The film is built on the backs of Kaluuya and Turner-Smith whose unusual first date leads the to unexpected destinations including a family reunion, a city-wide protest in their honor, and a drive towards freedom. Slim's even demanor is a nice match for Queen's more fiery moments, and it's where the pair come together that Queen & Slim ultimately succeeds.

Matsoukas provides a stylish racially-charged tale of fugitives on the run that does begin to drag on during its final half-hour. While the decisions the pair make after killing a cop in self-defense are questionable at best, the script focuses on their perspectives, and life experience, to make the best choices they can given other equally bad alternatives.

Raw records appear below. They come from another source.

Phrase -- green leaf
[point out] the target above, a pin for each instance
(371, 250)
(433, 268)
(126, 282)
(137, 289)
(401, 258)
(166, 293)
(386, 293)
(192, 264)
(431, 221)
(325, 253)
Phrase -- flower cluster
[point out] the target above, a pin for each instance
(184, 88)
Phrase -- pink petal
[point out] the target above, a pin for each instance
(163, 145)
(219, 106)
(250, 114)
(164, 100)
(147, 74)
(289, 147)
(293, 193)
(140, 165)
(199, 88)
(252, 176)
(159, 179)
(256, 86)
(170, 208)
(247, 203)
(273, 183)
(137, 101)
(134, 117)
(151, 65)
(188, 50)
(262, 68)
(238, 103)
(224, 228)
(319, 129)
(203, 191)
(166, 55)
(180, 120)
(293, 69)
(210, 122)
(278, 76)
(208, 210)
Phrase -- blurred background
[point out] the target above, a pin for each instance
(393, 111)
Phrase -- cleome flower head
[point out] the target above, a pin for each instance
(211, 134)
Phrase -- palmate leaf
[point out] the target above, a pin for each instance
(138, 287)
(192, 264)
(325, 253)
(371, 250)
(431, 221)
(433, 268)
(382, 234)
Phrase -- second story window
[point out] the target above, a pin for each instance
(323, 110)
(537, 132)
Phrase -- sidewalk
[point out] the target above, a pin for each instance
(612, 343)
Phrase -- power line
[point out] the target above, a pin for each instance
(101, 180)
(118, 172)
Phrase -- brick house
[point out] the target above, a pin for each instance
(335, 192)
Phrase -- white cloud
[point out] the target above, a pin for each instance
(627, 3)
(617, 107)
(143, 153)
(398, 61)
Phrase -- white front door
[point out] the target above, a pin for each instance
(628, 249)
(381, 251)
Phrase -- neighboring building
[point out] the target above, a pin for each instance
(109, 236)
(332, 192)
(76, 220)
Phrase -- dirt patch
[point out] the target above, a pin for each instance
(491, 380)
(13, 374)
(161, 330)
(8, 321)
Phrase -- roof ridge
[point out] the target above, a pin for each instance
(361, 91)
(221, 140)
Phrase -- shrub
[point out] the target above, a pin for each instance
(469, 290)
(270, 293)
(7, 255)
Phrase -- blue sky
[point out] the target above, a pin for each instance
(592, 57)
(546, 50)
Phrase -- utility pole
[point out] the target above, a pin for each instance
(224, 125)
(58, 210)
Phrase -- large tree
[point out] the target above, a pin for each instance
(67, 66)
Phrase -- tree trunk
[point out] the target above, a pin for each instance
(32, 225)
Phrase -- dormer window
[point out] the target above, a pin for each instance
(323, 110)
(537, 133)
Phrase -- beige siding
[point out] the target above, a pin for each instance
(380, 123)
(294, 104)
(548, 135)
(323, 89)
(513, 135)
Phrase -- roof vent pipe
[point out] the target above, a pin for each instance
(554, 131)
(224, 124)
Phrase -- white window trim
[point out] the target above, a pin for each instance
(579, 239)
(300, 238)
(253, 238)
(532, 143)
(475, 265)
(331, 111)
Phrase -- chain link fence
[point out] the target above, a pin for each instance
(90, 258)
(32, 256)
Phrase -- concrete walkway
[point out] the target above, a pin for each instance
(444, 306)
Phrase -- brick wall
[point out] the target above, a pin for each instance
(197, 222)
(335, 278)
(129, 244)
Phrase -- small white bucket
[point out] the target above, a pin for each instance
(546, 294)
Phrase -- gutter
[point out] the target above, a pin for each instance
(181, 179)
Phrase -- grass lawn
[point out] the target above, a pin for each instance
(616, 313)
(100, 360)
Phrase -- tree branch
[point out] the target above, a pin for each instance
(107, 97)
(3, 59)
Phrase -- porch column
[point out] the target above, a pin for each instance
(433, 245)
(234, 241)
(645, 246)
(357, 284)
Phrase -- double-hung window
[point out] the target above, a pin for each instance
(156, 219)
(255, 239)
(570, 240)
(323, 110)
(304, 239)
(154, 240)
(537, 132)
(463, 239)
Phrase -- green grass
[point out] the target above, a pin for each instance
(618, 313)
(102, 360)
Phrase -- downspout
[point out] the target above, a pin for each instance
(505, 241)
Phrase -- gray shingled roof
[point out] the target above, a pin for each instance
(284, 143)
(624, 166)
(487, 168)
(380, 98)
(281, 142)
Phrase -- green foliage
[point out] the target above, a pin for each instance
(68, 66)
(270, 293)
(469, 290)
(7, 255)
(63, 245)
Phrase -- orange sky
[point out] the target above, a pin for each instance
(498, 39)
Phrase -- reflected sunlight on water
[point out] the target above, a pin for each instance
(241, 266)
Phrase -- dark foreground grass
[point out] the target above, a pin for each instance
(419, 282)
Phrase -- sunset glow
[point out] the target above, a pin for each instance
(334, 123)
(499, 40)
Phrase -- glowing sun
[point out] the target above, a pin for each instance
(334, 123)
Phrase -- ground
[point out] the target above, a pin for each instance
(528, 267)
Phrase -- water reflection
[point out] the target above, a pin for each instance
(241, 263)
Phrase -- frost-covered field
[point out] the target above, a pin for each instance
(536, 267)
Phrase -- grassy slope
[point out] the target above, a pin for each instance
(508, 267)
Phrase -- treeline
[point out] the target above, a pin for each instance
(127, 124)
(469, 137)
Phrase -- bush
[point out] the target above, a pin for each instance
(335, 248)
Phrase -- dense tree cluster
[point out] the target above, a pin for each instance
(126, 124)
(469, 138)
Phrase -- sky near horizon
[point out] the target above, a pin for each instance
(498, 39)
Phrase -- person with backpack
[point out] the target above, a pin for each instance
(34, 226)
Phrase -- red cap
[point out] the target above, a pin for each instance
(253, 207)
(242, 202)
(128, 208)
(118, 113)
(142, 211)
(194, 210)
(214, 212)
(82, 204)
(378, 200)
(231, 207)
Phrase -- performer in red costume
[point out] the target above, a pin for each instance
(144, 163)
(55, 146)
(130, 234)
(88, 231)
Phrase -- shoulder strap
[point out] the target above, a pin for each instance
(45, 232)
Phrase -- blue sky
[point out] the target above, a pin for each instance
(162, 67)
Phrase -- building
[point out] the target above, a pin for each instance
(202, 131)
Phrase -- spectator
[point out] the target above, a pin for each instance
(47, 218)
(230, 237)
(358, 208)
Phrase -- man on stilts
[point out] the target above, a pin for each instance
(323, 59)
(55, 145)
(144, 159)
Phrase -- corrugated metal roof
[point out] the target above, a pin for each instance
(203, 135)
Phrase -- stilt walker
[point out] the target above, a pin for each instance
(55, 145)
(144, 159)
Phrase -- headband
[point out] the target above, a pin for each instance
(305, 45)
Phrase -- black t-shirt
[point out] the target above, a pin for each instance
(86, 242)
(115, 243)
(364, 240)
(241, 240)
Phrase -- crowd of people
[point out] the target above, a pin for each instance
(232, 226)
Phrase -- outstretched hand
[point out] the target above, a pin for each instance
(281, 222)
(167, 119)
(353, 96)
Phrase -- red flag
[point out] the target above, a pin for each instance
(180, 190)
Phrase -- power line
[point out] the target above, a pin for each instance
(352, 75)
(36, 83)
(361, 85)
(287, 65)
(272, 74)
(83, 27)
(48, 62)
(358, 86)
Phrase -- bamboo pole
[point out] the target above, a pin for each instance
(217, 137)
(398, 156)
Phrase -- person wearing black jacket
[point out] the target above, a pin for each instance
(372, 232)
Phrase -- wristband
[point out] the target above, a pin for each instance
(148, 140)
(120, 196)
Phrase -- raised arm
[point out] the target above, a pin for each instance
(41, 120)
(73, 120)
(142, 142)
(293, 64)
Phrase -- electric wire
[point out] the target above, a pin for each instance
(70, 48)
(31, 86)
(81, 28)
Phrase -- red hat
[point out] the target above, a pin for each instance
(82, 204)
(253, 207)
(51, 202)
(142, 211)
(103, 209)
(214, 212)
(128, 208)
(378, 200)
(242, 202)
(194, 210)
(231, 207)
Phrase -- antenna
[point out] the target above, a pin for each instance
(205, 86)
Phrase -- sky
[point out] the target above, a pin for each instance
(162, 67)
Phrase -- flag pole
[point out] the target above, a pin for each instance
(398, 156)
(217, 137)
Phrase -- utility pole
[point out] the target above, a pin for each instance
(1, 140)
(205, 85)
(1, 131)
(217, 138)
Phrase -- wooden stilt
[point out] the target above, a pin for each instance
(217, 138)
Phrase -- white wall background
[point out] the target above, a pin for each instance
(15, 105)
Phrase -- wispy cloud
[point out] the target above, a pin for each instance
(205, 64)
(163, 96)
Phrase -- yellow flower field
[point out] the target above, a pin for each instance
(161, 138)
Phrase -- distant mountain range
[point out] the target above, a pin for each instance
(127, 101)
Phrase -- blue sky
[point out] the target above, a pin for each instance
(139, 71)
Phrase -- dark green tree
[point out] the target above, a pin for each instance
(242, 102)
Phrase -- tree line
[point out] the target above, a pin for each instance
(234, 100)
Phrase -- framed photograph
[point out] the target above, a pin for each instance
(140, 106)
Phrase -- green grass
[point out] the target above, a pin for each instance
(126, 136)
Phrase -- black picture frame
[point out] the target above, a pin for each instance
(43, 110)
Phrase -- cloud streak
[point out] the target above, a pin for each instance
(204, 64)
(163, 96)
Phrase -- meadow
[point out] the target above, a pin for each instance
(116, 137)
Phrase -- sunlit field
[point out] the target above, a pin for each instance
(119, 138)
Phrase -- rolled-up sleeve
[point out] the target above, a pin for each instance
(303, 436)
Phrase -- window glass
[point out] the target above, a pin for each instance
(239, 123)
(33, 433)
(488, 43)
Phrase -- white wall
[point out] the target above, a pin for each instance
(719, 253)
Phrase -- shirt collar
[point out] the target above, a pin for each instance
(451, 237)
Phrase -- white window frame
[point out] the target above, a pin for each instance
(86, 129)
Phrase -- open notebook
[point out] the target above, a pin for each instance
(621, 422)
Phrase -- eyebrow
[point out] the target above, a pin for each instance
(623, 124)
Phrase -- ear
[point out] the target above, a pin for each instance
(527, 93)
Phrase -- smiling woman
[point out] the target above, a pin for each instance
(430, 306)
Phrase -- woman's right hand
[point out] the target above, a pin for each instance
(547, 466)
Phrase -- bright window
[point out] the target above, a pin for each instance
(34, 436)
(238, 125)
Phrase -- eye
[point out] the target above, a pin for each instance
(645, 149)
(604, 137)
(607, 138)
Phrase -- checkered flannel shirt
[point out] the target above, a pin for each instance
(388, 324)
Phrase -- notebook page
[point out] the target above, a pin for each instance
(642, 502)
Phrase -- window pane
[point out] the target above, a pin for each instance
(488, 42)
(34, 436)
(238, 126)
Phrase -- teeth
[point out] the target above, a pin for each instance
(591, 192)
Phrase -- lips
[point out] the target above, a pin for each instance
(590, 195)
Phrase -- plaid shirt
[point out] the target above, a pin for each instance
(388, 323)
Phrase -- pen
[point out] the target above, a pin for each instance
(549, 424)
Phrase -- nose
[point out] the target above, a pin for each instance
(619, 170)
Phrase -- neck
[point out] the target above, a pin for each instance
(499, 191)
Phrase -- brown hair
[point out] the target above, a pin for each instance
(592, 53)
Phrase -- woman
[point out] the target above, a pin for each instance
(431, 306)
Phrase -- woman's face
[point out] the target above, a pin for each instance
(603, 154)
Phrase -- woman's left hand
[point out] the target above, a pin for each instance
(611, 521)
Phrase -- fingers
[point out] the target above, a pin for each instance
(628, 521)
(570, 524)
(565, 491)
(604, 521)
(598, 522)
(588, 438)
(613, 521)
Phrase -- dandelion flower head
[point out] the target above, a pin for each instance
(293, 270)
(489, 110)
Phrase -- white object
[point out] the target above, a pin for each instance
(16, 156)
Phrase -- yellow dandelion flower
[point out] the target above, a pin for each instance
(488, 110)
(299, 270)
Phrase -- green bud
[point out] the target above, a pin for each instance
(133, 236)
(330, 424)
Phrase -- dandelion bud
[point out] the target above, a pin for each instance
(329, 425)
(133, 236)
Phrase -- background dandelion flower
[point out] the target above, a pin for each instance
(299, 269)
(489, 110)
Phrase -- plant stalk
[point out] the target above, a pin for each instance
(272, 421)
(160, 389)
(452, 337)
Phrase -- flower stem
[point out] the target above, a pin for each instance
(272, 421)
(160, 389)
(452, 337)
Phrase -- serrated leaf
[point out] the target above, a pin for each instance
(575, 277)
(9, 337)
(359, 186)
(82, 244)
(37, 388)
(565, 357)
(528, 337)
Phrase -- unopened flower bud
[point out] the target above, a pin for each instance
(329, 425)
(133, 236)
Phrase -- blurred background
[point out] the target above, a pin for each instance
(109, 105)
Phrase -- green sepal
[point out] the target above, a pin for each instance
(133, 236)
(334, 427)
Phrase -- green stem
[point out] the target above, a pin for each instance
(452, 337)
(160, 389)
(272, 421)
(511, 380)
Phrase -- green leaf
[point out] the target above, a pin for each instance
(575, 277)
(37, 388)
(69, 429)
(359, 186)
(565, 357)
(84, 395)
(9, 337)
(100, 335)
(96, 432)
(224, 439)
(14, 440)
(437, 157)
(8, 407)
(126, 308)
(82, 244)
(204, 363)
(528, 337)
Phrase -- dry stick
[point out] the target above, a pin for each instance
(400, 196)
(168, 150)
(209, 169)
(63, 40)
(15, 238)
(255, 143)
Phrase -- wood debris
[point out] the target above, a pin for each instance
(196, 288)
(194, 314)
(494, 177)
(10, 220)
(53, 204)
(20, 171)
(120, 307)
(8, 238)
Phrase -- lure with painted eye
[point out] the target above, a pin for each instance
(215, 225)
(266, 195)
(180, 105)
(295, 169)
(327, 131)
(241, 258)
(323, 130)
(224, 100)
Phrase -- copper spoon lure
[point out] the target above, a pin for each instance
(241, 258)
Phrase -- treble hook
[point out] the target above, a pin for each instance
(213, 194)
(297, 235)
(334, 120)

There's certainly some nitpicking one can make about the characters who populate the story outside of our leads and Queen's Uncle Earl (Bokeem Woodbine) that fall too easily into very broad categories (and nowhere near as nuanced as Queen or Slim). The script seems to be moving to timely ending about 90 minutes through the film, but continues on another 40 minutes with a bloated subplot focused on the effect of Queen and Slim on the African American community in general, and one teenager in particular, and the only white people (Flea and Chloƫ Sevigny) sympathetic to their cause. Given that the situation with the police officer is caused, and then escalated, by Queen, I also wonder if the moral of women getting men into trouble was intentional by Matsoukas or just an lingering afterthought given how events play out.